It was very novel for me to learn how single page applications (SPA) written in Angular handle navigation with help of a router. In contrast, the final section 6 of Tour of Heroes tutorial is more of a review. “Get Data from Server” is certainly a very important part of any web app, but it isn’t as novel for me as the concepts have been covered in other contexts before. For example, the Ruby on Rails Tutorial.
The pattern here is something I know as Create+Read+Update+Delete or CRUD. The vast majority of applications can be fit into a CRUD mold, it just depends on how far we’re willing to stretch the concepts. It’s popular enough that many frameworks like Ruby on Rails have scaffolding scripts optimized to make it easy to build CRUD applications. In fact, some projects fit CRUD so perfectly they don’t need any coding at all, and can be done with tools like Amazon’s Honeycode.
Because CRUD pattern pops up so often, this final section of the Angular tutorial prescribes how to implement them with tools of the Angular framework. Again RxJS features prominently here, helping to deal with the asynchronous nature of network communications.
The functionality here is also getting complex enough we can’t always get a warning about problems at compile time. I saw multiple error messages that were not particularly helpful in tracing to the underlying cause. One of them was “cannot GET” which is not specific enough about why the data retrieval operation failed. And even at compile time, less-than-helpful errors have also started popping up. “File does not exist” is frustrating when the named file actually does exist, but I eventually learned this actually indicates a compile error. When is an error in the file causing it to fail one of the compilation steps, that file would be unavailable to later steps which then complains of “File does not exist”.
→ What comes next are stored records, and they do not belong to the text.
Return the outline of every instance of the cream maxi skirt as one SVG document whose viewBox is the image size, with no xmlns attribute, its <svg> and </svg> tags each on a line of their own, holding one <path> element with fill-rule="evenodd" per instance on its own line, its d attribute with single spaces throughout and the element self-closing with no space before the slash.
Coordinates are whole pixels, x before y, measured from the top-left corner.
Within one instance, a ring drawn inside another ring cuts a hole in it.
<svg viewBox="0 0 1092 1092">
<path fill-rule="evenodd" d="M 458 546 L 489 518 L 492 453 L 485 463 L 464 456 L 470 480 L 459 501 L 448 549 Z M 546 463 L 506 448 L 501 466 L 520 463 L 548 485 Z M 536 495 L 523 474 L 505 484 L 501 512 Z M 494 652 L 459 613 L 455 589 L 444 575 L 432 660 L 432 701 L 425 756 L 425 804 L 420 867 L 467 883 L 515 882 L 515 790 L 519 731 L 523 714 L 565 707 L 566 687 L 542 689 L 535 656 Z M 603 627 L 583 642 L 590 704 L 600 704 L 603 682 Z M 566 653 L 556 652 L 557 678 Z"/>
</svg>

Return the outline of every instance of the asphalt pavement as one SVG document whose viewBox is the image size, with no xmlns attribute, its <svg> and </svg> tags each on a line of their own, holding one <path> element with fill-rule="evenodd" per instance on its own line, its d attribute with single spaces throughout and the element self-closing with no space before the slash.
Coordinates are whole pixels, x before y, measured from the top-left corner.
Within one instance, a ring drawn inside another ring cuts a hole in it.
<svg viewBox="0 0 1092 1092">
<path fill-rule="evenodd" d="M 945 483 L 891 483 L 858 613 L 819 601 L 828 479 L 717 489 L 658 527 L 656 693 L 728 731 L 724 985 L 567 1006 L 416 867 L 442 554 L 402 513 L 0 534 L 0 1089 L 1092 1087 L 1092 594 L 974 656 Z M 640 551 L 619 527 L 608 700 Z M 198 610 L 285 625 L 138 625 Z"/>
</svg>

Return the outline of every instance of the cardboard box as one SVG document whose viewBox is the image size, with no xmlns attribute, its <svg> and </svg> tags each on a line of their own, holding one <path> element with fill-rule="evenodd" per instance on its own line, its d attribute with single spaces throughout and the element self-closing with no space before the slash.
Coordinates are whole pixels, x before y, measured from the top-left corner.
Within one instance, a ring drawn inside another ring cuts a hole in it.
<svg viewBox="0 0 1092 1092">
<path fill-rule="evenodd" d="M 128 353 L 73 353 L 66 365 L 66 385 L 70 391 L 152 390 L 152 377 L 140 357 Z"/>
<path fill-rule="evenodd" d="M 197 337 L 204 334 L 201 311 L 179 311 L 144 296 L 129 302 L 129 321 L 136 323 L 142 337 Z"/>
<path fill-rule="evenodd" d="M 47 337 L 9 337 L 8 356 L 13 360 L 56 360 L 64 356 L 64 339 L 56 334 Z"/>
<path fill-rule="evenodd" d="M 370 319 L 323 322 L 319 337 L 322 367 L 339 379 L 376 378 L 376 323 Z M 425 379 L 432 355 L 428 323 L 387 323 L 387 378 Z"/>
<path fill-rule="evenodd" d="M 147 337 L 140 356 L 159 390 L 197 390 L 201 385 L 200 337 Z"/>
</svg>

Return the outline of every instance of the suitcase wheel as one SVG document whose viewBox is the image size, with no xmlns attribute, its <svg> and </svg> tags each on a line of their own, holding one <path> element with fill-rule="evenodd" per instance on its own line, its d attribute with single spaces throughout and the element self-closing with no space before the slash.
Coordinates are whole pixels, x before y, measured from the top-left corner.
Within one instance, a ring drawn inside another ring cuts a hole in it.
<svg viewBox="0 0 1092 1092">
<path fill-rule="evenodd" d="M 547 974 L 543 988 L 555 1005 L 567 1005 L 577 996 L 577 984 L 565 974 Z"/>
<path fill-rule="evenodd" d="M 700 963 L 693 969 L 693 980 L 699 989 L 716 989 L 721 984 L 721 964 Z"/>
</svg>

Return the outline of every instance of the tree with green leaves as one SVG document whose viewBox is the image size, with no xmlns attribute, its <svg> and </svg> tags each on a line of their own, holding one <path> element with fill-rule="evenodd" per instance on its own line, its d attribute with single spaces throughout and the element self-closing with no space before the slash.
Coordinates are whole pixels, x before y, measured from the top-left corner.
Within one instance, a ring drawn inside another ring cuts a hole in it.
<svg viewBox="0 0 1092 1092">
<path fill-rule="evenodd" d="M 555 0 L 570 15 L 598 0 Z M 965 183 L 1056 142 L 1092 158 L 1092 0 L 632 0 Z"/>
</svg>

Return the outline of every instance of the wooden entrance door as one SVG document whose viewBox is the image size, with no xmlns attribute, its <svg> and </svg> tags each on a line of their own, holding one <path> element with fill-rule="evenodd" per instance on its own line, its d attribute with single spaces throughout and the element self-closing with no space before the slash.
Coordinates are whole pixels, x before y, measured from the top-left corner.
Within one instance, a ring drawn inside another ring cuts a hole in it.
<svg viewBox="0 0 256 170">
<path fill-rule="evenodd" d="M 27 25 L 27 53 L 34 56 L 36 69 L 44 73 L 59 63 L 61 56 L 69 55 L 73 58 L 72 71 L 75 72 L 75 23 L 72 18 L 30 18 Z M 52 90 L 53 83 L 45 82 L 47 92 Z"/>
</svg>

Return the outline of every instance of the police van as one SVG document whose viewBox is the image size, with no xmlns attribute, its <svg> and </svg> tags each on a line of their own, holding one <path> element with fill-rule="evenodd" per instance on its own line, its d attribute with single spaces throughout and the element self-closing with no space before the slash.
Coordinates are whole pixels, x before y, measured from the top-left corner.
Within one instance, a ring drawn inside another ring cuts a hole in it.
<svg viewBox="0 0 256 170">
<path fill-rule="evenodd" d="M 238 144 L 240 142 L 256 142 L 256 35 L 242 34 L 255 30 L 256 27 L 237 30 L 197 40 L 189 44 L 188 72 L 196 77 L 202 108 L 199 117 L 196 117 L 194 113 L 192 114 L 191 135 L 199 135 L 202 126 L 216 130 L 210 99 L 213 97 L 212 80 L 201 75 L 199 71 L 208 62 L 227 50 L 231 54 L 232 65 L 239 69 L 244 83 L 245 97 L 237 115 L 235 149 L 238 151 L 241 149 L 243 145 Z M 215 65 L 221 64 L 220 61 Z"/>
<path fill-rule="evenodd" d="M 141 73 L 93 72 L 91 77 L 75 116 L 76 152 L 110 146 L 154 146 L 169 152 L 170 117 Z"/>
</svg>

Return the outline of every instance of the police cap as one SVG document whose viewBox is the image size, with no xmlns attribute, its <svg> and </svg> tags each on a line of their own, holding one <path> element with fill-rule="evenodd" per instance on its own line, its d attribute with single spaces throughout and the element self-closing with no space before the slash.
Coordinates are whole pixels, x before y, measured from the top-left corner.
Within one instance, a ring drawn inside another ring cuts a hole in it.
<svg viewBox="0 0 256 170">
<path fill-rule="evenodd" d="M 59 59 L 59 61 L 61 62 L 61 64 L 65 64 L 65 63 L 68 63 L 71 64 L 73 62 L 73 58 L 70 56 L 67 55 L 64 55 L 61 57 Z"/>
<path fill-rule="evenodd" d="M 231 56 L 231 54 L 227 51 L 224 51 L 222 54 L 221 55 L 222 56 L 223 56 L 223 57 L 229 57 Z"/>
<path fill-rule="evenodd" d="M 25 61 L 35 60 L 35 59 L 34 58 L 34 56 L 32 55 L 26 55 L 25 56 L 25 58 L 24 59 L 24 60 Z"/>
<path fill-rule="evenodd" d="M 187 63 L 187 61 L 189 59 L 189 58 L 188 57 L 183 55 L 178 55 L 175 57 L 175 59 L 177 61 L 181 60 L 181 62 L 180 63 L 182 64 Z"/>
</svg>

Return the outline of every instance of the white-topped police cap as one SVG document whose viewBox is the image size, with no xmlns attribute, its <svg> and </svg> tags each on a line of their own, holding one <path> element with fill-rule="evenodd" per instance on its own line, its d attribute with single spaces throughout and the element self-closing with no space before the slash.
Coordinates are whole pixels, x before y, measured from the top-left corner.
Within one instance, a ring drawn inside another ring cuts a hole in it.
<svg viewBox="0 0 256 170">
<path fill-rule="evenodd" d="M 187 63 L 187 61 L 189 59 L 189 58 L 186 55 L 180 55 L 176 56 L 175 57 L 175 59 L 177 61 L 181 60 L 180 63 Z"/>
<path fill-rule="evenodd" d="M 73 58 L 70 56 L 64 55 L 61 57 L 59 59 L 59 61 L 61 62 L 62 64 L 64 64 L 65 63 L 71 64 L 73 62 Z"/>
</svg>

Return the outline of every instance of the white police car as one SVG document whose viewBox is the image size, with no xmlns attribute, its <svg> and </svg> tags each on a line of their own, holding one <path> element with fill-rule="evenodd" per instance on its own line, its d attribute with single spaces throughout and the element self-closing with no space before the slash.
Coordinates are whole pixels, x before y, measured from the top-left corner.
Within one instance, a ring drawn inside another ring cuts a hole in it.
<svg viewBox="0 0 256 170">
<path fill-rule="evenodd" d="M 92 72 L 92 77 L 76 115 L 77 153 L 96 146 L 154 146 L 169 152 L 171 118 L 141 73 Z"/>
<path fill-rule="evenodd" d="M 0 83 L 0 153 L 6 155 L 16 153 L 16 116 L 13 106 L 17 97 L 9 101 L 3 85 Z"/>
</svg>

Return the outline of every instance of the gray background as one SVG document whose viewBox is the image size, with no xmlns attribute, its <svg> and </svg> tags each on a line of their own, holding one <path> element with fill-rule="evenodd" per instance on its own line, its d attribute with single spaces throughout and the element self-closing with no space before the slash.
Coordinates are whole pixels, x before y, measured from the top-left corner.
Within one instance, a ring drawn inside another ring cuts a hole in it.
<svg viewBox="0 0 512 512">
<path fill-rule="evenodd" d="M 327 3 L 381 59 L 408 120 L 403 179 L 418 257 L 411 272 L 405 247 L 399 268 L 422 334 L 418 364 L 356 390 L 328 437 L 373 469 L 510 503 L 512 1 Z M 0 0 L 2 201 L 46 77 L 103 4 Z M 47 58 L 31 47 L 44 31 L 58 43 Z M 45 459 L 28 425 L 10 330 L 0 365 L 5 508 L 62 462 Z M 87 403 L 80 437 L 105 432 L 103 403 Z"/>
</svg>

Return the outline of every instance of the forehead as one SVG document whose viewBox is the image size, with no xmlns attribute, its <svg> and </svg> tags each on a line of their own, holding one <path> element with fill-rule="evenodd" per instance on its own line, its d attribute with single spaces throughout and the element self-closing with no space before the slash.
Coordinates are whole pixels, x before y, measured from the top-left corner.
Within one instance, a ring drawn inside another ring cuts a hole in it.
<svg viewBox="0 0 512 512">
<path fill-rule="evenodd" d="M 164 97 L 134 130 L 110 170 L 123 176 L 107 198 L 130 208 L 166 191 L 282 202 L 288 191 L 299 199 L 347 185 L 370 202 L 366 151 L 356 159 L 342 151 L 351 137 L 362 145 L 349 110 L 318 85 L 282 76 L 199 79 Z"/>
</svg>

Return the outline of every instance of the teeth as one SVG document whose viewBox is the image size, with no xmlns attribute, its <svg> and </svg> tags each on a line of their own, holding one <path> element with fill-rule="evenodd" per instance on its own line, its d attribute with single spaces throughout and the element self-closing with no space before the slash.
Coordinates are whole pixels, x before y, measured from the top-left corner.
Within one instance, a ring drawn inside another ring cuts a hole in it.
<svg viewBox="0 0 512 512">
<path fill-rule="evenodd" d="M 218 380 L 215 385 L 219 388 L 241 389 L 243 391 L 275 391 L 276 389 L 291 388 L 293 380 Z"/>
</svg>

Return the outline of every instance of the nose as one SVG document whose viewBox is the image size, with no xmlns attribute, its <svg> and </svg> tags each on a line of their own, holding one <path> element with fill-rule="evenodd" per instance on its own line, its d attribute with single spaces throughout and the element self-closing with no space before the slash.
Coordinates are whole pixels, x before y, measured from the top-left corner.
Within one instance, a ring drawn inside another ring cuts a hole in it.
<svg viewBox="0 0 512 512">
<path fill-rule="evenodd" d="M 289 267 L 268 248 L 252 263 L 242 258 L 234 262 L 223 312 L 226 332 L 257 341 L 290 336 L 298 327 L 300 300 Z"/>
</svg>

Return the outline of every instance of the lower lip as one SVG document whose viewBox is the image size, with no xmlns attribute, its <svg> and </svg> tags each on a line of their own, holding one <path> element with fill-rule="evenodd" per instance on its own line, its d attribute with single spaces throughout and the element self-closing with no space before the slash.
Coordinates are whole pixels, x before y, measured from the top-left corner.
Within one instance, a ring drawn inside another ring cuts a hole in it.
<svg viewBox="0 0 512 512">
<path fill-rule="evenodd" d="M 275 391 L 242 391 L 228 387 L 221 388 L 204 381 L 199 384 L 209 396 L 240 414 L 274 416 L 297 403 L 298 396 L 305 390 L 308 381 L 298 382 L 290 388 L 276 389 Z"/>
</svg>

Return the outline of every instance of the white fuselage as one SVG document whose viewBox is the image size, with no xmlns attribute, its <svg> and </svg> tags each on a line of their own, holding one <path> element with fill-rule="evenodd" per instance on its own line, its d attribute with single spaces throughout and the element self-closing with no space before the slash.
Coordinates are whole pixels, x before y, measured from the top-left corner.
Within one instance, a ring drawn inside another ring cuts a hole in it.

Some of these errors were of my own doing, because I choose to specify
--strict when creating this project. Unfortunately the copy-and-pasted tutorial code does not following strict TypeScript rules, and so I will be on my own for fixes. I’ll revisit that topic for later, in the meantime I just fix things up just enough to avoid “File does not exist” problems, even though that meant living with a lot of warning messages in the build window. On the upside, I’m starting to learn to identify which errors are
--strict violations and which errors I need to fix as I get started with (R)ead and (U)pdate operations.